Researchers in the US used a special technique to knock out neurons in developing mice, which they replaced with rat stem cells. These stem cells developed into rat neurons in the mouse brain, now a Frankenstein-like, hybrid brain. Remarkably, the engineered rodents are healthy and behave normally, which is very promising for neural regenerative therapies.

The research was carried out by two independent teams, who published their findings in the journal Cell. These studies not only enhance our comprehension of brain tissue development but also introduce new possibilities for treating brain-related disorders.

Mice that smell like rats

At Columbia University, the team led by Kristin Baldwin utilized rat stem cells to restore olfactory neural circuits in mice. These brain networks control the sense of smell.

“This research is starting to show us how we can expand the flexibility of a brain so that it can accommodate other kinds of inputs, from human-machine interfaces or transplanted stem cells,” says Baldwin, professor of genetics and development at Columbia University Vagelos College of Physicians and Surgeons and the Columbia Stem Cell Initiative.

Meanwhile, a University of Texas Southwestern Medical Center team took a different approach. They developed a CRISPR-based platform to pinpoint genes essential for tissue development, focusing particularly on the gene HESX1, which is crucial for mouse forebrain development. By silencing this gene and using rat stem cells, they generated forebrain tissues, providing a unique insight into brain development across different species.

“Being able to generate brain tissues from one species inside another can help us understand brain development and evolution in different species,” said Jun Wu, an associate professor at the university. “There’s a lack of good behavioral tests to distinguish rats from mice. But from our experiment, it seems like these mice with rat forebrain don’t behave out of the ordinary.”

Both teams employed a method known as blastocyst complementation.

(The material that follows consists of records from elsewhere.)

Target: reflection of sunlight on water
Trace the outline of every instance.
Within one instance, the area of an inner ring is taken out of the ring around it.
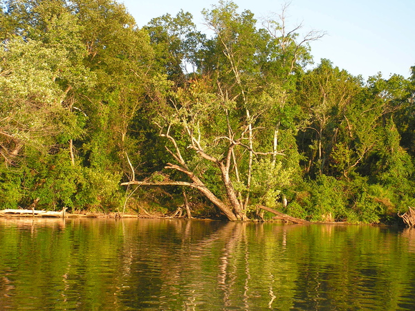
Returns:
[[[415,253],[415,228],[405,228],[402,236],[407,239],[408,252]]]
[[[0,219],[1,243],[0,305],[6,299],[34,310],[395,310],[403,297],[415,303],[415,230]]]

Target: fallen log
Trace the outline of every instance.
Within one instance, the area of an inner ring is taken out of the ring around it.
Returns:
[[[12,209],[0,210],[0,217],[65,217],[66,208],[61,211],[37,211],[36,209]]]
[[[267,207],[266,206],[258,205],[257,207],[275,214],[275,216],[273,217],[273,219],[282,219],[283,220],[288,220],[294,223],[311,223],[309,221],[301,218],[296,218],[295,217],[281,213],[280,211],[276,211],[275,209],[270,207]]]

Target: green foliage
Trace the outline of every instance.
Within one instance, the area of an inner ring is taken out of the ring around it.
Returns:
[[[139,29],[111,0],[0,1],[1,208],[119,208],[130,163],[154,182],[194,174],[242,214],[371,223],[415,205],[415,73],[306,71],[323,34],[285,12],[263,28],[233,2],[203,15],[210,37],[184,11]]]

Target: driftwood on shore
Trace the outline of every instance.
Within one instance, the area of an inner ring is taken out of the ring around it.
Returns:
[[[286,215],[285,214],[281,213],[280,211],[276,211],[274,209],[271,209],[270,207],[267,207],[263,205],[258,205],[258,208],[261,209],[264,209],[264,211],[269,211],[270,213],[273,213],[275,216],[273,217],[274,219],[281,219],[283,220],[288,220],[291,223],[310,223],[309,221],[304,220],[304,219],[296,218],[295,217],[290,216],[289,215]]]
[[[60,211],[38,211],[36,209],[11,209],[0,210],[0,217],[65,217],[66,207]]]

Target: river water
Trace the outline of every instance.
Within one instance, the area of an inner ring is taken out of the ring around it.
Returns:
[[[415,310],[415,230],[1,218],[3,310]]]

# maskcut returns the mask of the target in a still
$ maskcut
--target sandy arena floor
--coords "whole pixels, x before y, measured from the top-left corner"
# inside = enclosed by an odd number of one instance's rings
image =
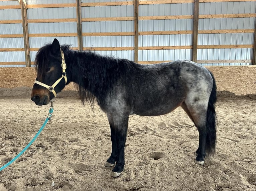
[[[18,96],[7,96],[19,91]],[[0,89],[1,166],[33,138],[48,114],[49,106],[36,105],[30,94]],[[194,163],[198,132],[181,108],[157,117],[131,116],[125,170],[114,178],[104,166],[111,151],[105,113],[63,95],[34,143],[0,172],[1,191],[256,191],[255,99],[218,96],[217,152],[202,165]]]

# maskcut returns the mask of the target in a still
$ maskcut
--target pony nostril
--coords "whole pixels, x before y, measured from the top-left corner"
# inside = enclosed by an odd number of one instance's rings
[[[33,97],[32,97],[31,99],[33,101],[36,102],[40,100],[40,97],[38,95],[36,95],[36,96],[34,96]]]

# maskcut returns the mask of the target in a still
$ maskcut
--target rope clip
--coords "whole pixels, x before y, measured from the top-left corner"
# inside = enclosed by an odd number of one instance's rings
[[[49,113],[48,113],[48,116],[47,117],[48,119],[50,120],[51,119],[51,115],[52,114],[52,112],[53,112],[53,102],[55,101],[55,97],[53,98],[51,100],[51,106],[50,107],[50,109],[49,110]]]

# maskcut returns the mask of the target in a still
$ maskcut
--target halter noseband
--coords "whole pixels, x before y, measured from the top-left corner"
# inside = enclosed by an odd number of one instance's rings
[[[61,53],[61,58],[62,58],[62,63],[61,63],[61,68],[62,68],[62,76],[58,80],[57,80],[55,83],[51,86],[48,86],[48,85],[46,85],[43,83],[40,82],[37,80],[35,81],[35,84],[39,84],[39,85],[44,87],[44,88],[46,88],[47,89],[47,90],[48,90],[49,92],[52,92],[53,94],[53,95],[54,95],[54,97],[56,97],[57,95],[57,94],[56,94],[55,91],[54,90],[54,88],[55,88],[55,87],[57,85],[57,84],[58,84],[59,83],[60,81],[63,78],[64,78],[64,79],[65,79],[65,82],[66,82],[65,84],[67,84],[67,75],[66,74],[66,72],[65,72],[65,70],[67,69],[67,65],[66,65],[66,63],[65,63],[65,59],[64,58],[64,53],[63,53],[63,51],[61,49],[60,50],[60,53]]]

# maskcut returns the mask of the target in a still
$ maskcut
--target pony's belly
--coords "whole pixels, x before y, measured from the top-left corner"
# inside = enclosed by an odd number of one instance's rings
[[[174,110],[181,104],[175,105],[163,104],[149,108],[141,105],[133,109],[134,114],[144,116],[157,116],[166,114]]]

A blastocyst is the early developing embryo, comprised of a small cluster of dividing cells made by a fertilized egg. Blastocyst complementation entails injecting stem cells from one species into the underdeveloped blastocyst of another species. This technique was previously used to create pancreas in mice using rat stem cells.

Wu’s lab specifically demonstrated that knocking out the gene HESX1 led to mice without forebrains. They then showed the forebrain can be restored by introducing rat stem cells into the developing embryo. Surprisingly, these forebrains derived from rat cells developed at a rate and size similar to those of mice, demonstrating the adaptability of rat neurons in a mouse environment.

In the Columbia study, Baldwin’s group injected rat stem cells into the mouse embryos and utilized particular genes to either kill or silence the mouse’s olfactory sensory neurons responsible for smell. The silencing model replicates the poor brain-to-neuron communication observed in neurodevelopmental disorders. To simulate degenerative diseases, the killing model eliminated the neurons.

Depending on the model, the Columbia team discovered that blastocyst complementation restored distinct mouse olfactory neural circuits. In contrast to the killing model, the rat neurons formed more ordered brain regions when mouse neurons were present but silent. Rat neurons, on the other hand, were the most effective at rescuing behaviors in the killing model when the researchers trained the rat-mouse chimeras to find a hidden cookie buried in a cage.

“You could see rat cells throughout almost the entire mouse brain, which was fairly surprising to us,” Baldwin said. “It tells us that there are few barriers to insertion, suggesting that many kinds of mouse neurons can be replaced by a similar rat neuron.”

Significance for Brain Disease and Evolutionary Studies

The implications of these studies could be remarkable. As an example, they offer potential strategies for restoring brain function lost due to diseases such as Parkinson’s or Alzheimer’s.

“Right now, people are being transplanted with stem cell-derived neurons for Parkinson’s disease and epilepsy in clinical trials,” Baldwin said. “How well will that work? And will different genetic backgrounds between the patient and the transplanted cells pose a barrier? This study provides a system in which we can evaluate the possibilities for same species brain complementation at a much larger scale than a clinical trial.”

Additionally, by enabling the growth of brain tissues from one species inside another, these techniques can help scientists explore brain development and evolution more broadly. Wu noted the potential to study thousands of living rodent species, many of which behave differently from common laboratory species, expanding knowledge of neurodiversity and evolutionary biology.

“There are over 2,000 living rodent species in the world. Many of them behave differently from the rodents we commonly study in the lab. Interspecies neural blastocyst complementation can potentially open the door to study how the brains from those species develop, evolve, and function.”

Scientists have also been experimenting with growing human organs in other species, like pigs, using blastocyst complementation. Last year, scientists generated embryonic kidneys using human stem cells in pigs, offering a potential solution for the many people on transplant waitlists.

“Our aspiration is to enrich pig organs with a certain percentage of human cells, with the aim of improving outcomes for organ recipients,” Wu said. “But currently there are still many technical and ethical challenges that we need to overcome before we can test this in clinical trials.”